Verstappen’s mirrors were clear for most of the race, even as he felt a sometimes-alarming change of balance from one lap to the next. The car wasn’t perfect, he said. But no-one’s was in this gusty, bumpy place and the heat it puts into the tyres. It was better than it had been in his winning sprint race, though, where he felt the rear grip was very limited and doubted that he would have been able to keep the McLarens behind had they made it through Turn 1.

Back at Milton Keynes the simulator guys were flat-out in working out a better solution overnight, one which must be judged a great success.  

Lewis Hamilton on a conventional medium/soft strategy was fourth, limping through the last lap with a suspected front-right puncture and just holding off Piastri’s McLaren. The latter was two-tenths off Norris’ pace all weekend, just as he was here last year.

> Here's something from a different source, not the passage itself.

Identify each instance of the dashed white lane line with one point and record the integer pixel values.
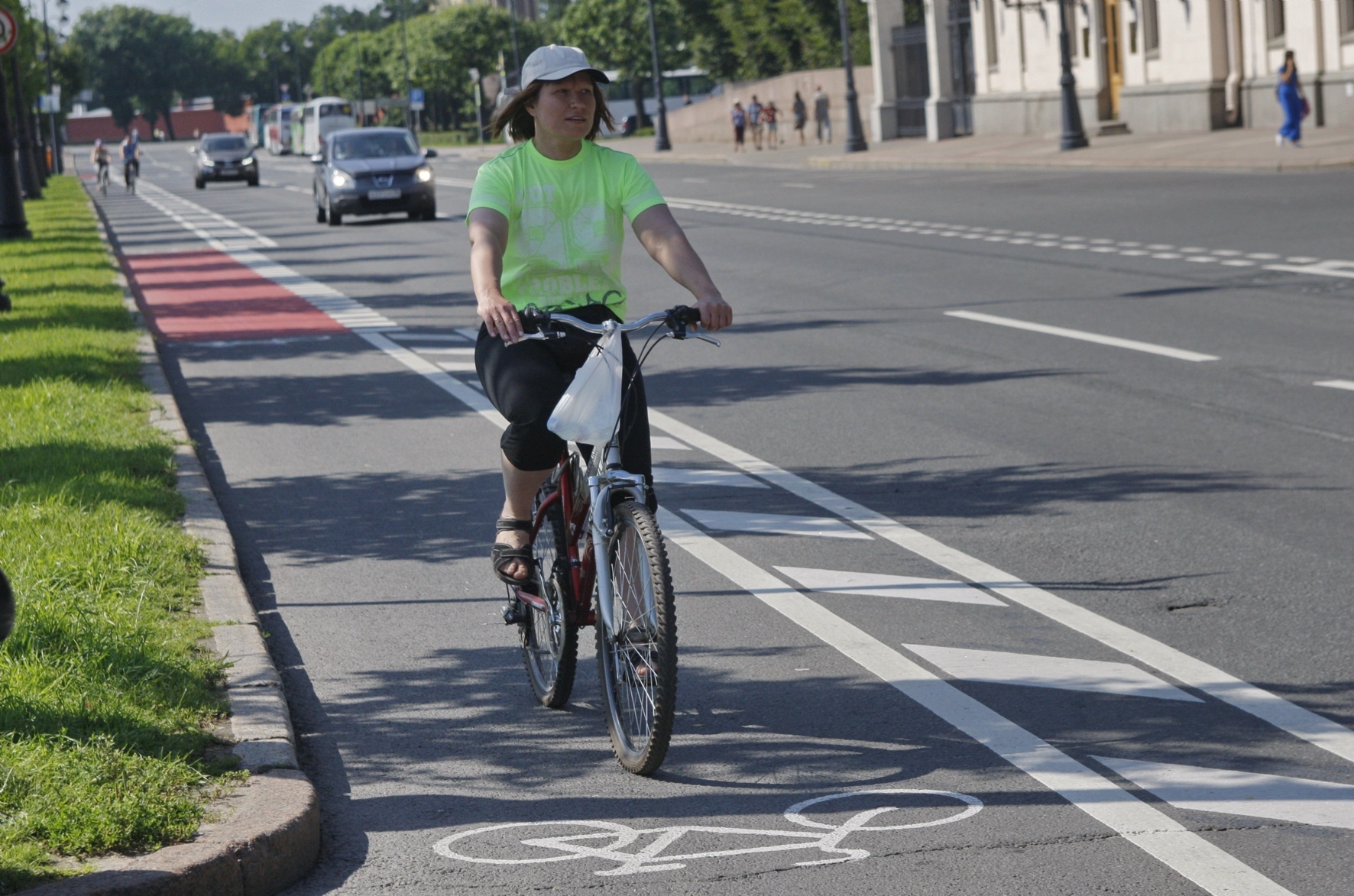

There’s something about how this track has to be driven which doesn’t sit well with his natural driving style. “When the conditions are such that we have low grip, you really need to challenge the car, lean on this understeer, oversteer, locking,” explained team boss Andrea Stella, “and this is an area of his driving that he has an opportunity to improve.”

It was all Piastri could do to hold off George Russell at the pitstops despite the Mercedes being nowhere near the competitive force it had been at Singapore. Russell was still close behind the McLaren at the end. “I thought before the race that it was likely wherever we exited Turn 1 would be the place we finished. That was due to the expected level of degradation and similar pace of the front-running cars. That is exactly how it played out and, sadly for us, we lost positions at that first corner. I made a good start but got boxed in behind Lando. So Lewis and Oscar were able to overtake me around the outside.”

The Kimi Antonelli/Carlos Sainz collision in the early laps left the lower points open for Yuki Tsunoda, Nico Hulkenberg, Ollie Bearman and Fernando Alonso.   

Meanwhile Max Verstappen rates his chances of winning the title as, “50/50. Either I win it or I don’t!” His task is simple. Those of the McLaren guys are less so.